RUU Kesehatan pun disebut mengakomodir upaya pengakuan terhadap berbagai rumpun profesi di berbagai bidang kesehatan masyarakat. Hermawan mengatakan, hal paling utama terkait persoalan ini adalah bagaimana tenaga kesehatan harus menjadi garda terdepan ketika kedaruratan kesehatan masyarakat terjadi karena pandemi Covid.
“Maka kita mencari tenaga epidemiolog, penyelidik kesehatan, tenaga surveilen, itu saat pandemi Covid-19 terjadi susah sekali dicari,” ucapnya.
“Belum lagi dipadu dengan tenaga promotor kesehatan, lalu bagaimana aspek keahlian kesehatan lingkungan termasuk narasi untuk kebijakan kesehatan dan komunikasinya. Itu semua harus dicakup oleh suatu regulasi,” tambah Hermawan.
UU terkait urusan kesehatan yang eksisting saat ini dinilai belum memiliki pendekatan kesehatan masyarakat seperti yang dibutuhkan manakala terjadi pandemi. Hermawan mengajak masyarakat melihat betapa gagapnya Negara saat pertama kali Indonesia menghadapi pandemi Covid-19 karena sistem dan aturannya belum mumpuni.
“Sejauh kita melihat, pada UU yang sebelumnya, hal ini kurang diperhatikan. Bahkan dalam ranah profesi seharusnya itu diperjuangkan,” tegas praktisi kesehatan lulusan Universitas Indonesia tersebut.
Seperti diketahui, ada sejumlah organisasi profesi (OP) nakes yang menolak RUU Kesehatan hingga melakukan aksi unjuk rasa, bahkan mengancam mogok kerja. Adapun kalangan praktisi kesehatan yang menolak RUU Kesehatan Omnibus Law di antaranya berasal dari Ikatan Dokter Indonesia (IDI), Persatuan Perawat Nasional Indonesia (PPNI), Ikatan Bidan Indonesia (IBI), Ikatan Apoteker Indonesia (IAI), dan Persatuan Dokter Gigi Indonesia (PDGI).
BACA JUGA:
Penolakan terhadap RUU Kesehatan oleh sejumlah OP disebabkan oleh beberapa hal. Para nakes yang menolak RUU tersebut menilai akan terjadi kriminalisasi jika RUU Kesehatan disahkan karena ada penghilangan unsur-unsur lex specialis di dalam UU profesi di mana RUU ini apabila disahkan maka akan mencabut undang-undang (UU) tentang dokter, UU tentang dokter gigi, UU tentang perawat, UU tentang bidan, UU tentang tenaga kesehatan, dan UU tentang rumah sakit.
Dalam RUU Kesehatan, wewenang OP juga tidak lagi tunggal.
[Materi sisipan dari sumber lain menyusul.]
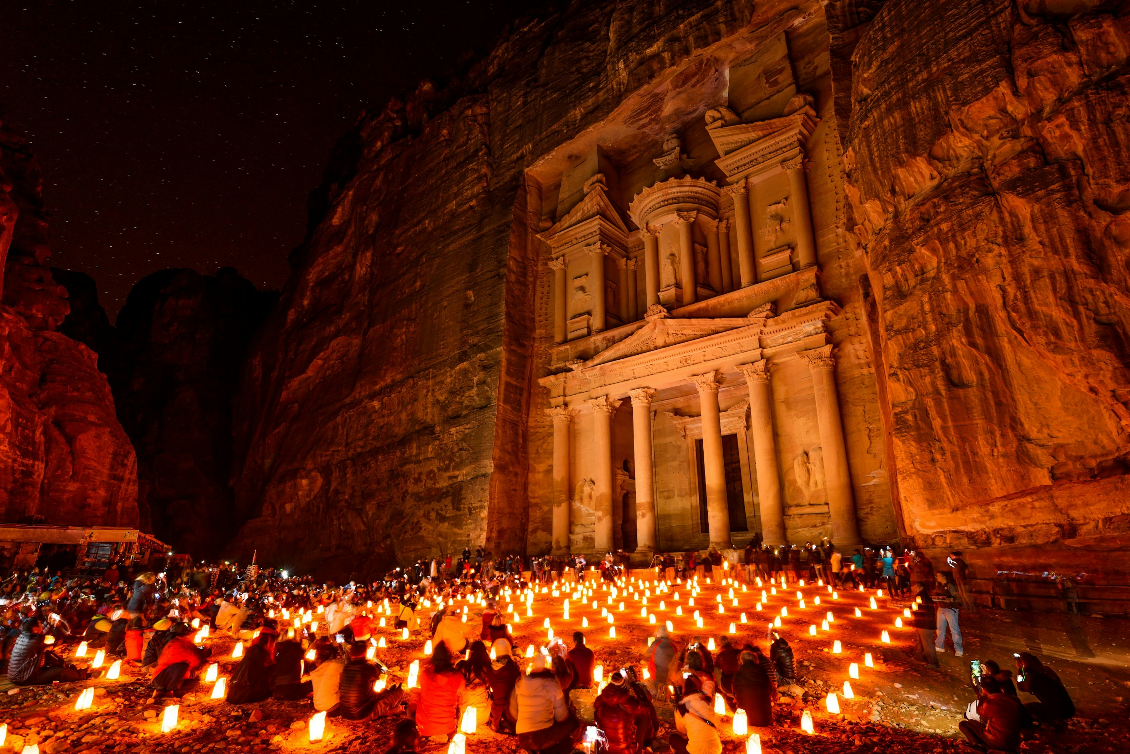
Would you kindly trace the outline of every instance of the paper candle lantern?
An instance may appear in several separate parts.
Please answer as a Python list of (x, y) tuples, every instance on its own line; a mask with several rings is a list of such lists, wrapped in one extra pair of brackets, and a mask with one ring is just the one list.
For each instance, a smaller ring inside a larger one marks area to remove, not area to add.
[(169, 704), (160, 716), (160, 731), (168, 733), (176, 727), (176, 714), (181, 711), (180, 704)]
[(468, 707), (466, 710), (463, 710), (463, 719), (459, 723), (459, 731), (460, 733), (475, 733), (475, 727), (476, 727), (476, 725), (478, 722), (478, 719), (477, 719), (476, 716), (477, 716), (477, 712), (476, 712), (476, 709), (473, 707)]
[(322, 740), (325, 735), (325, 712), (319, 712), (310, 719), (310, 740)]
[[(92, 704), (94, 704), (94, 686), (85, 688), (82, 693), (78, 695), (78, 701), (75, 702), (75, 710), (88, 710)], [(5, 730), (5, 735), (7, 735), (7, 728)]]

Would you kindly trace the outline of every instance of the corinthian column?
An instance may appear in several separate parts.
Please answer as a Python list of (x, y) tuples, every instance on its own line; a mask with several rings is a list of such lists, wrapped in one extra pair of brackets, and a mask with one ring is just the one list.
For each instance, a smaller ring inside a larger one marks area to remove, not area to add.
[(592, 278), (592, 331), (603, 332), (608, 327), (605, 314), (605, 254), (611, 249), (602, 243), (594, 243), (586, 246), (585, 251), (592, 254), (592, 268), (589, 270), (589, 277)]
[(792, 217), (797, 220), (797, 259), (800, 269), (816, 263), (816, 240), (812, 235), (812, 209), (808, 205), (808, 179), (805, 177), (805, 157), (781, 163), (789, 175), (789, 193), (794, 207)]
[(640, 388), (632, 396), (632, 447), (636, 461), (636, 552), (655, 552), (654, 459), (651, 449), (651, 399), (654, 388)]
[(568, 500), (568, 425), (573, 409), (568, 406), (547, 408), (554, 422), (554, 554), (567, 555), (570, 551)]
[(741, 271), (741, 287), (757, 283), (757, 269), (754, 266), (754, 229), (749, 224), (749, 194), (746, 181), (728, 185), (723, 189), (733, 198), (733, 223), (738, 226), (738, 268)]
[[(643, 234), (643, 278), (647, 309), (659, 303), (659, 228), (640, 228)], [(644, 310), (646, 311), (646, 310)]]
[(824, 477), (828, 491), (828, 513), (832, 519), (832, 541), (840, 547), (860, 545), (859, 522), (855, 520), (855, 501), (851, 494), (847, 474), (847, 451), (844, 448), (844, 428), (840, 419), (840, 399), (836, 396), (836, 362), (832, 346), (801, 352), (812, 372), (812, 392), (816, 396), (816, 422), (820, 427), (820, 449), (824, 456)]
[(733, 269), (730, 267), (730, 220), (718, 222), (718, 253), (721, 258), (722, 292), (733, 291)]
[(706, 477), (706, 522), (710, 545), (730, 549), (730, 505), (725, 496), (725, 461), (722, 458), (722, 417), (718, 410), (714, 372), (690, 378), (698, 390), (703, 421), (703, 471)]
[(627, 265), (628, 265), (628, 321), (635, 322), (637, 319), (640, 319), (640, 305), (637, 298), (640, 292), (636, 288), (636, 286), (638, 285), (637, 278), (640, 277), (640, 272), (637, 271), (640, 268), (640, 260), (629, 259), (627, 260)]
[(619, 286), (616, 288), (616, 298), (620, 305), (620, 323), (628, 323), (628, 260), (624, 257), (616, 258), (616, 268), (619, 272)]
[(597, 517), (596, 546), (600, 554), (612, 549), (612, 413), (620, 401), (600, 396), (592, 406), (593, 513)]
[(754, 432), (754, 466), (757, 469), (757, 496), (762, 508), (762, 537), (766, 545), (786, 543), (781, 477), (777, 473), (776, 441), (773, 436), (773, 397), (770, 363), (764, 358), (742, 364), (738, 370), (749, 387), (749, 417)]
[(565, 307), (565, 260), (550, 259), (554, 271), (554, 343), (565, 343), (568, 338), (568, 310)]
[(714, 293), (722, 293), (722, 253), (718, 244), (718, 220), (703, 220), (706, 226), (706, 276)]
[(683, 274), (683, 303), (698, 301), (698, 285), (695, 281), (695, 244), (690, 235), (697, 211), (676, 213), (679, 226), (679, 270)]

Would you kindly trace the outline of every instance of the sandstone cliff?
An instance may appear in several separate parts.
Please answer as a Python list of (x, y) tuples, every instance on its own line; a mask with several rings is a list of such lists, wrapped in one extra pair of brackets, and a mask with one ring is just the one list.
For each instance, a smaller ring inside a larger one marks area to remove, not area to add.
[(832, 9), (907, 538), (1124, 572), (1102, 551), (1130, 544), (1125, 3)]
[(0, 520), (137, 526), (137, 461), (97, 356), (55, 328), (46, 213), (27, 145), (0, 130)]

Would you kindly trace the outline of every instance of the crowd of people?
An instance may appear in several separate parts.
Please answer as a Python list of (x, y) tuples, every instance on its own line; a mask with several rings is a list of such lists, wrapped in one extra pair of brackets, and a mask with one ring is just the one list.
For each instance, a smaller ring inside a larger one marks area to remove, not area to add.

Wewenang OP yang hilang tersebut terkait dengan pemberian ‘rekomendasi’ untuk mendapatkan surat izin praktek. Ada juga pertentangan mengenai pasal terkait tembakau dan alkohol.
Terkait penolakan itu, Hermawan menilai masih ada ruang diskusi antara DPR dan Pemerintah sebagai pembentuk UU, bersama dengan stakeholder terkait, termasuk sejumlah OP yang menolak RUU Kesehatan.
“Pro kontra RUU Kesehatan ini harus dijembatani dengan komunikasi yang baik dan memadai sehingga kita paham kenapa aspek filosofi dan aspek sosial berdampak pada aspek yuridis untuk kajian pengembangan sistem kesehatan di Indonesia kini dan ke depan,” tutup Hermawan.